Cybersecurity is more than just preventing malicious outside forces from causing harm to you or your organization. It is also important to ensure that your own stakeholders, particularly your employees, who come into your office building and use your office systems on a daily basis, do not become a hacker’s best friend. What is the point of spending your hard-earned money on penalties, lawyers, and professionals with expensive skills, as well as CHFI online certification, to deal with and investigate a cyber attack that you could have easily avoided in the first place? If your security isn’t watertight at the ground level, it won’t be watertight anywhere. Here’s what you should do to keep your hardworking employees from becoming a costly liability.
Train Your Employees
Training your employees does not require you to pay for them to learn network security or obtain a CEH certification. It entails keeping your employees from becoming walking bait for hackers. The majority of cyber-attacks are carried out through social engineering, which involves tricking people into disclosing sensitive information. Technologies are only as reliable as the people who use them. And, while there is a fix for every software flaw, there is none for human stupidity. Organizations must therefore train their employees on how social engineering attacks work and how to protect themselves against them. It is a common misconception that malware is easy to detect when in reality, an alarming number of devices are infected by malware with the user having no idea.
Did you know that 350,000 new pieces of malware are discovered every day?

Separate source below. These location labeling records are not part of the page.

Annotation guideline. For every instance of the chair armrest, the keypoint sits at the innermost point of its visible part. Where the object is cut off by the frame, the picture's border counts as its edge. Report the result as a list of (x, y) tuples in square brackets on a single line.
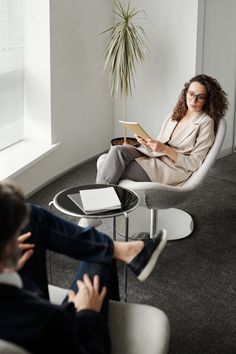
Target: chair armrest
[(134, 328)]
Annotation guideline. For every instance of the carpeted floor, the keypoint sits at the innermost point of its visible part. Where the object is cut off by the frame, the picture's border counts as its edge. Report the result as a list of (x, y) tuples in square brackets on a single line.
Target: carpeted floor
[(194, 282)]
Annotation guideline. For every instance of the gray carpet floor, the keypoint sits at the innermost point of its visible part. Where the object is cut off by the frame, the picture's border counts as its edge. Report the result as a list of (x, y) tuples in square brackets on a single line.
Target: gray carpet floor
[(194, 281)]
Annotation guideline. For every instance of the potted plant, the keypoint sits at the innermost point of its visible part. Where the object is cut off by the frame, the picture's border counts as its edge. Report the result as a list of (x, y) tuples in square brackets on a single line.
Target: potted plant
[(127, 46)]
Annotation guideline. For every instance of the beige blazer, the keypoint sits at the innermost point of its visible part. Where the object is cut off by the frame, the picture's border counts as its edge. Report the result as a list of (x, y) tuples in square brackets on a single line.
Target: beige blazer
[(192, 142)]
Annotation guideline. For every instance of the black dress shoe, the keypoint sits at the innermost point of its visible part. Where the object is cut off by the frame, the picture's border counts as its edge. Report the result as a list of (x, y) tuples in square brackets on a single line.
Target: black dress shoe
[(143, 264)]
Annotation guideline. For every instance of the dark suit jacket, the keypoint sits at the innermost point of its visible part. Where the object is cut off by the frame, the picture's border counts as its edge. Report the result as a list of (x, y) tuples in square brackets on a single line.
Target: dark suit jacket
[(41, 327)]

And did you know that every minute, four businesses around the world are targeted by ransomware? You’ll be surprised at how many files an employee has access to. And a hacker only needs one vulnerable, gullible, not-so-smart employee to be enticed by freebies or misled by a false alarm into disclosing their personal information without even a hint of suspicion ringing in their ears.
Limit Employee Access
Data breaches are both common and costly. Your employees have access to a wealth of sensitive data, and it only takes one phishing attempt to get that valuable data out the door and available for purchase on the dark web. Cloud security is quickly becoming one of the top priorities for organizations that use cloud services to coordinate and organize their vast global business, particularly in times when employees are exchanging valuable company data remotely over the internet. Limiting your employees’ access to only those files that are absolutely necessary for them will keep your highly sensitive data out of the hands of the wrong people.
Examine Ex-Employee Access
What about employees who have resigned from their positions? Sure, the human resources department ensures that their computers have been returned, but what if they still have access to your company’s data? Every employee uses personal devices such as mobile phones and laptop computers to work and access files, but organizations rarely consider how to manage that access after an employee has left the company. There have been numerous cases where ex-employees of companies breached the system and accessed sensitive data for misuse, costing the companies millions of dollars. Ex-employee access has thus become a dangerous mistake that can be easily avoided by implementing strict security practices.
Remember that as long as your employees are untrained, unchecked, and at risk, no matter how many Chief Security Officers you hire, your entire organization, up to and including the highest levels, is at risk.